What’s your favorite place in your home?
My favorite place is my bedroom. It’s my haven and workspace, filled with some of my favorite things. I have spent a lot of late nights writing blog posts from my bed, and mornings enjoying the sunlight from the east-facing window. I am always drawn to the color blue when I design, so it was no surprise that this soothing color made its way into my room design!
What are some of your go-to home décor resources?
I love Anthropologie for inspiring artist collaborations, CB2 and West Elm for accessible modern design, Serena & Lily for classic style, One Kings Lane for timeless investment pieces, and Chairish and EBTH for vintage treasures. I love going to the design center in Atlanta, ADAC, for inspiration from showrooms, and stopping by shops here like Waiting on Martha and Dixon Rye for local design inspiration.

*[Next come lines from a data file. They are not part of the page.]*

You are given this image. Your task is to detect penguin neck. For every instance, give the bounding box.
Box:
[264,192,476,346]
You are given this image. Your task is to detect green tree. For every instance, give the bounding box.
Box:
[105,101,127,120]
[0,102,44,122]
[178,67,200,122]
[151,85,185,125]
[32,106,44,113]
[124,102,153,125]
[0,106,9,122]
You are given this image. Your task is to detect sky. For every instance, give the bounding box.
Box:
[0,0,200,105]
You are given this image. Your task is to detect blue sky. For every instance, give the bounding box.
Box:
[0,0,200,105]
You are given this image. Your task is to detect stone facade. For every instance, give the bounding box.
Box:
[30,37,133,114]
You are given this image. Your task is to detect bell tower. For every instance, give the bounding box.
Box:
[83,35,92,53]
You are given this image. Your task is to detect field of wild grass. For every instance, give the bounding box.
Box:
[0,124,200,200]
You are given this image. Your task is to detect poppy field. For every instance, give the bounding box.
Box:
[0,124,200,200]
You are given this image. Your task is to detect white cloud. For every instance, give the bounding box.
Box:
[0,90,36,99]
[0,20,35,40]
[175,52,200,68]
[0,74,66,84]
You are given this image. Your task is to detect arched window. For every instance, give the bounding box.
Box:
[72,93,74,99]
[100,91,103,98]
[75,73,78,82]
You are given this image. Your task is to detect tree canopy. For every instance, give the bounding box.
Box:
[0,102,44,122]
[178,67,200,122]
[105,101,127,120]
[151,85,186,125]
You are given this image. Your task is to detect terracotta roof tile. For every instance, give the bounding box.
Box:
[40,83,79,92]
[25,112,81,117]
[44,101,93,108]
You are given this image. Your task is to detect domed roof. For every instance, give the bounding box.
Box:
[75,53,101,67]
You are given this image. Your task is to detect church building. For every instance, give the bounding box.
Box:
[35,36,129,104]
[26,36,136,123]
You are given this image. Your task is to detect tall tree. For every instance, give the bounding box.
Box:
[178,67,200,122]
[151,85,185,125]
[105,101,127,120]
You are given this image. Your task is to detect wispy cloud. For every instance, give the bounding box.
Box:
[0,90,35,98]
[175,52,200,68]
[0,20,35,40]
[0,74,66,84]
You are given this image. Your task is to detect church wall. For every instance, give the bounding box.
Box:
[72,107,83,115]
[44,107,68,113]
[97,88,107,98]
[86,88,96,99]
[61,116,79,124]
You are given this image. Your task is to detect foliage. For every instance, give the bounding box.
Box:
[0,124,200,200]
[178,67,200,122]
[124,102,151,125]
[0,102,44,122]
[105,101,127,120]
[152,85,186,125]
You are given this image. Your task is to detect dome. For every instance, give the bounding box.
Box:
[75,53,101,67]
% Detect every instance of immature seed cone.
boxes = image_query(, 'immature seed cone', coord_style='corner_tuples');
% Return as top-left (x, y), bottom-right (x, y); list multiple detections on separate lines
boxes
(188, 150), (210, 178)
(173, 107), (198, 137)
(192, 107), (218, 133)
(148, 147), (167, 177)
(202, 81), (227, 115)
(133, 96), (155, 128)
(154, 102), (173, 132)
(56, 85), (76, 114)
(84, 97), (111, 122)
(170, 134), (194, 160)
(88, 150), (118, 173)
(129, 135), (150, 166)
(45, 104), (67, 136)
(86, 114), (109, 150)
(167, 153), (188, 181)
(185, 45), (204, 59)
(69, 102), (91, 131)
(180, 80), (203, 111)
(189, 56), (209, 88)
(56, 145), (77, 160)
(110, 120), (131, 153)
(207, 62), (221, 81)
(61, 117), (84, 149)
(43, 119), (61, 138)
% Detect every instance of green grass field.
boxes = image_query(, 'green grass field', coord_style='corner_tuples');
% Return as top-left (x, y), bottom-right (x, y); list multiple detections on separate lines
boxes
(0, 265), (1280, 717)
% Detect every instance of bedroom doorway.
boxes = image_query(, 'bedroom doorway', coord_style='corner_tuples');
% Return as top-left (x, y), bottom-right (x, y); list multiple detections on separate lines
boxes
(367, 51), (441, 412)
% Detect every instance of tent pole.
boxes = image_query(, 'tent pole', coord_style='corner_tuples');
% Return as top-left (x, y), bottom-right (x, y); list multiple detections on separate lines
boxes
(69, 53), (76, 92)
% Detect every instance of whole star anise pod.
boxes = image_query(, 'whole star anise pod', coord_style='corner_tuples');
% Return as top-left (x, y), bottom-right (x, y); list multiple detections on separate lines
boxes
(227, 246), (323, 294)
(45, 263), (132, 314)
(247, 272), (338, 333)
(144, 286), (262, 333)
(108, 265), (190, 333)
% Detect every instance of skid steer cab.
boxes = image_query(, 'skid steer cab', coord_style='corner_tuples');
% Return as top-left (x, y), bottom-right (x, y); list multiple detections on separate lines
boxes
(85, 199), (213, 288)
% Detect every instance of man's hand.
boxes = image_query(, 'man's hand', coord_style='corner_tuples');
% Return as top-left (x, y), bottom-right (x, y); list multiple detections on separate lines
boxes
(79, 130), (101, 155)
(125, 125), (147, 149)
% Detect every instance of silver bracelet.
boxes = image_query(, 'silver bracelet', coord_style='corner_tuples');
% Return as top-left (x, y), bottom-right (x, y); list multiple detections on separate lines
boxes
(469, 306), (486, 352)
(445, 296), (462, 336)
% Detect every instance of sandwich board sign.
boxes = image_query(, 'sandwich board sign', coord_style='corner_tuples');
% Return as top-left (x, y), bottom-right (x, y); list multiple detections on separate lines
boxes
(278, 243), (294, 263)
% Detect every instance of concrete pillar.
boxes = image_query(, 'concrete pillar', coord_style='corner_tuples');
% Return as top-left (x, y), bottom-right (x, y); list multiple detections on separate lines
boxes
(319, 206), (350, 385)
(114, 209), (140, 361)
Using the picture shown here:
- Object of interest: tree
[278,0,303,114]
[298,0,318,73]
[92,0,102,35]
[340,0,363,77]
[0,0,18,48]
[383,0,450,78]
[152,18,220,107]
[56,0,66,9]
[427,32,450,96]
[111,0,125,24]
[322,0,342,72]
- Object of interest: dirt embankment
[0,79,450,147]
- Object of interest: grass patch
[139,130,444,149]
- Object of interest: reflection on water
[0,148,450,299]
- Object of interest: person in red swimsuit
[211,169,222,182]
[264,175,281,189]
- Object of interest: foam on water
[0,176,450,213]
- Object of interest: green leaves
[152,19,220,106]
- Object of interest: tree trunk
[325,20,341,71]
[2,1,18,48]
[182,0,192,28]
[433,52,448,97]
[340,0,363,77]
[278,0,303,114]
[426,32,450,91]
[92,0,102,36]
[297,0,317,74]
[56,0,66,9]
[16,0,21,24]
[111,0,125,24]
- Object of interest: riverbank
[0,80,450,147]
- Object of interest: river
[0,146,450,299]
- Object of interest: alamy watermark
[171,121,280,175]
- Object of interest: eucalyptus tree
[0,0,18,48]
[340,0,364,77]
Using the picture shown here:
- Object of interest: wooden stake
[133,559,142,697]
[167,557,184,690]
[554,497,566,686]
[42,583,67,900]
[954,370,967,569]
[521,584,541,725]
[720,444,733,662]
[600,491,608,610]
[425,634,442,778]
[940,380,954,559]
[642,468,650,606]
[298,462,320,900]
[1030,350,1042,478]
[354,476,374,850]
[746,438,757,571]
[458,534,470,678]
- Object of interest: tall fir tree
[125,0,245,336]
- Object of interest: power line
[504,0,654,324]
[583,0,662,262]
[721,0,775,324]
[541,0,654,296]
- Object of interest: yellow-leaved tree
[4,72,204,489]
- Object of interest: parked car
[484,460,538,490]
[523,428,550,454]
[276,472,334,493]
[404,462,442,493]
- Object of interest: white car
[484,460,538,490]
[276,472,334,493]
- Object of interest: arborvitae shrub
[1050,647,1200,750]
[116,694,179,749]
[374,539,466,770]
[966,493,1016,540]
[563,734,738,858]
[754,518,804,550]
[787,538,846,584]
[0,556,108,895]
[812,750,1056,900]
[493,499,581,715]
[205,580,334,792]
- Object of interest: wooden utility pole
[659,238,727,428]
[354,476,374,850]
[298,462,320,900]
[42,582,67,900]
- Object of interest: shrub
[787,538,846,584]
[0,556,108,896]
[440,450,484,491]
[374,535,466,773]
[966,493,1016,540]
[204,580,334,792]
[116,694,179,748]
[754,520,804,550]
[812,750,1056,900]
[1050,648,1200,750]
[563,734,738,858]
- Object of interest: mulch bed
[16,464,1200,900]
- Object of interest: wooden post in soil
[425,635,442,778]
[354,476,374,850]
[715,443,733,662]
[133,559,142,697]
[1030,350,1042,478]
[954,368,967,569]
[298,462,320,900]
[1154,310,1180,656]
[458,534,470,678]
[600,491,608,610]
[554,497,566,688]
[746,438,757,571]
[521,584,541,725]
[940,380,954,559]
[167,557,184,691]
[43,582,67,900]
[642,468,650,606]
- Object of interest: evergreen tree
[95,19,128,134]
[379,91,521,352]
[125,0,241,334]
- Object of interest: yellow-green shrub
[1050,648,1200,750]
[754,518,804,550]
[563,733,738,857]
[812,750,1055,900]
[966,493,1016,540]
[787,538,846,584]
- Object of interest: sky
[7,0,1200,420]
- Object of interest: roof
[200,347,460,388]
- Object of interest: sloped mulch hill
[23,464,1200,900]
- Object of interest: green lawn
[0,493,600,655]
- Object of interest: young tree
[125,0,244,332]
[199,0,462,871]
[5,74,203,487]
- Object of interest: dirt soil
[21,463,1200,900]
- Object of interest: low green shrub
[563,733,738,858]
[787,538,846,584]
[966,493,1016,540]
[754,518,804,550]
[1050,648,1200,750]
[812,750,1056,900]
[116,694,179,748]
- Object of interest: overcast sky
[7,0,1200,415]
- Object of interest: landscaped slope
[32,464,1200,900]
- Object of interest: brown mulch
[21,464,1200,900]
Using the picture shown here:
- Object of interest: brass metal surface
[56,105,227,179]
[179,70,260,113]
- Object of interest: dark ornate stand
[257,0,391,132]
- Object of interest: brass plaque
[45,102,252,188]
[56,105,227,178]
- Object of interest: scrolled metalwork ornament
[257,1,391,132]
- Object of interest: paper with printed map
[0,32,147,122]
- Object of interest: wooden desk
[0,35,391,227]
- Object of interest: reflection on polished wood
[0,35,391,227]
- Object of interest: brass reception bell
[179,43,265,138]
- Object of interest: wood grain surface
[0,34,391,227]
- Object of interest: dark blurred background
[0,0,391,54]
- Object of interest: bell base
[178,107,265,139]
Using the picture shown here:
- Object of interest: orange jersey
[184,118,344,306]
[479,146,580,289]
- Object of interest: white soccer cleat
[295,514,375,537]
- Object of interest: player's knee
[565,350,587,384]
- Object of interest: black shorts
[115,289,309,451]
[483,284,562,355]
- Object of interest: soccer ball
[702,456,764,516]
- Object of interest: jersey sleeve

If you could change anything about your home, what would it be?
I really wish our house had different windows—they are so very 1960s! It’s a small architectural detail but something that’s always stuck out to me. My mom and I always dream up changes we would make if we could renovate our house, and luckily we had the chance to move to a townhouse this winter and tackle its design, so I’m thrilled to have the chance to finally take on a new home design with a little bit of renovation involved. I will be sharing the whole design process on my blog!
How would you describe the Southern style?
Southern style is exciting because it’s being redefined by a new wave of young designers in some of the fastest-growing cities in the country like Atlanta, Austin and Nashville. With roots in traditional design and European antiques, it is being updated with worldly modernity and contemporary color palettes while staying true to classical design elements and proportions. I love the contrast of old and new, and there’s no place better to see this beautiful juxtaposition than in the architecture and interiors of the South. I really appreciate the seriousness in which Southerners take care and cultivate a sense of place through their homes.